Tucked away among the many riches in this week’s New Statesman, guest-edited by Melvyn Bragg, is Andrew Adonis’s review of Steve Richards’s new book, Whatever It Takes: the Real Story of Gordon Brown and New Labour. The former transport secretary, who, as he puts it, saw “both the Blair and Brown leaderships from the inside”, endorses Richards’s claim that the relationship between the two New Labour principals was subject to “angry oversimplifications” (by journalists as well as by Blair and Brown themselves) almost from the beginning:
I entirely endorse Richards’s argument that to characterise Brown as “anti-” and Blair as “pro-” reform is to describe them inadequately. Brown always had a greater concern than Blair to appease the anti-reform left of the Labour coalition. But, for all Blair’s New Labour rhetorical fireworks, he, too, was no mean coalition-builder with the left on everything except Iraq, as John Prescott’s 13 years as his immoveable deputy bear testament. Even where there was a clear TB-GB “pro-” and “anti-” reform argument, as in the lengthy debate between them about whether the UK should join the eurozone, the best case was not always on Blair’s side.
And Adonis says that as “one of the most ardent Blairites”. He doesn’t deny that his “relations with Team Brown were constantly tense and difficult”, and says that towards the end of Blair’s premiership, he “exchanged barely a word” with the then chancellor of the Exchequer. But then he reveals the content of a conversation he had with Brown shortly after he entered No 10:
[T]o my astonishment, within days of Blair announcing his resignation, a call came from the chancellor’s office inviting me to meet him soonest. Brown not only asked me to stay on as schools minister, but spoke approvingly, and with insight, about the very reform strategy and programme that had been carried through in the teeth of Treasury opposition for the previous six years. “I come with a policy, and I wouldn’t want to stay unless you wish me to carry on with it,” I said. “I know, and that’s what I want,” he replied without missing a beat.

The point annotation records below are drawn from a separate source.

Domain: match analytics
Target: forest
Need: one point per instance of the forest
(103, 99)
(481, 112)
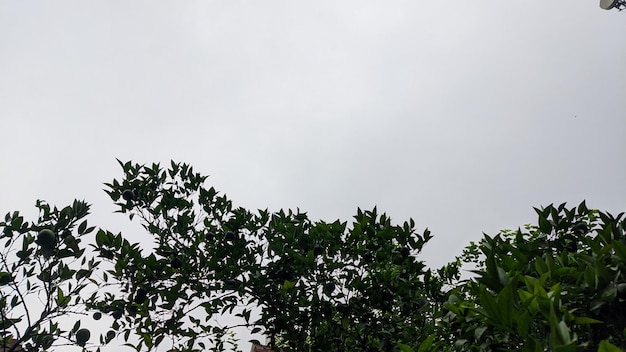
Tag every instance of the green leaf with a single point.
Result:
(404, 348)
(606, 346)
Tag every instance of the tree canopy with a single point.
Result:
(307, 285)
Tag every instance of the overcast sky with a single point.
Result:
(460, 114)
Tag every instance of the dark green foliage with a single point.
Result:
(551, 287)
(307, 285)
(44, 276)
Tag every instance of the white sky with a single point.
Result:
(463, 115)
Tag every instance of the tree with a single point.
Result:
(556, 286)
(44, 274)
(307, 285)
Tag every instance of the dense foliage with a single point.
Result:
(307, 285)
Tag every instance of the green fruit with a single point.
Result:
(46, 239)
(128, 195)
(117, 314)
(176, 263)
(141, 295)
(329, 288)
(318, 250)
(405, 251)
(230, 236)
(82, 336)
(580, 229)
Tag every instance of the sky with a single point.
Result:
(461, 115)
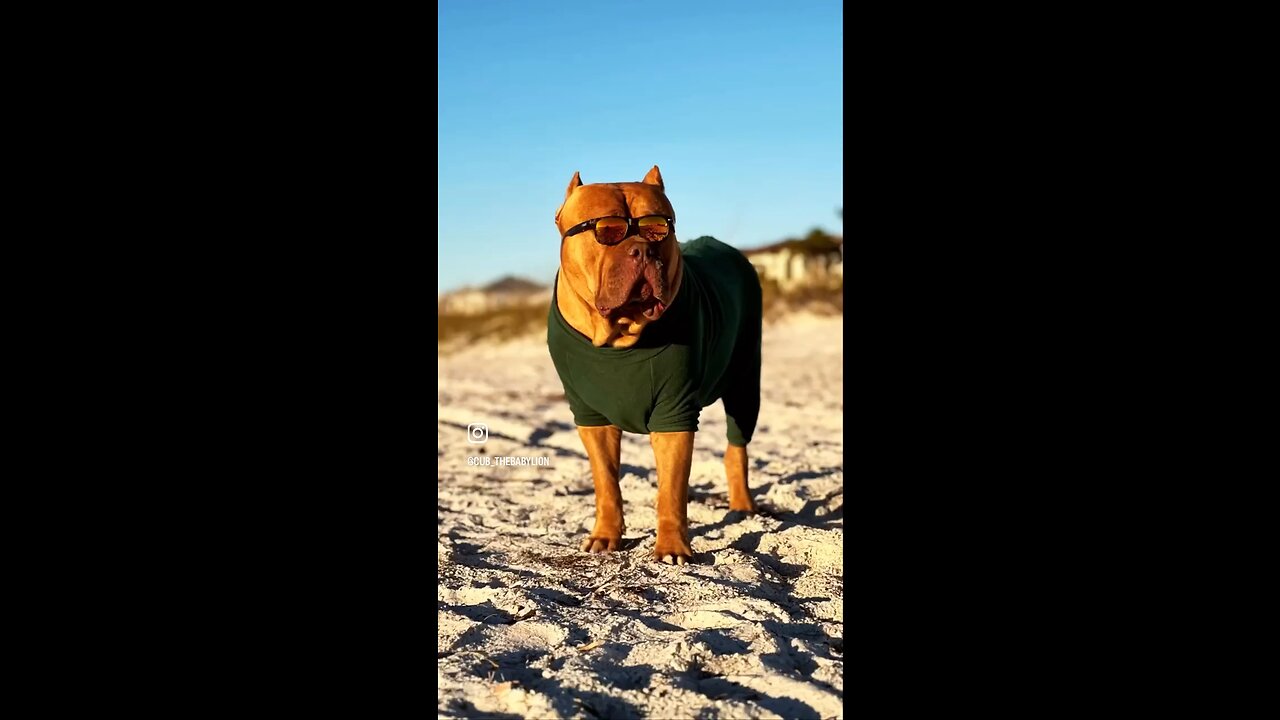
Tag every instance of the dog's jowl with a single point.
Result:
(645, 332)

We went on to discuss the substance of the academies programme and other ongoing education reforms with no disagreement whatever. Thereafter I found him entirely supportive, we developed a strong mutual respect and dialogue, and – astonishment again – I ended up in his cabinet, following agreement with him on taking forward another bold and controversial reform plan, this time high-speed rail at the Department for Transport.
As Adonis goes on to remind us, the discord between Blair and Brown “never required ideology as a motive” – after all, it was Brown, and not Blair, who was the intellectual architect of New Labour. The reasons “Brown became so obstructive” are clear: “It was largely a matter of political ambition and calculation . . . Brown always thought he should have been leader of the party first, and would have done the job better.”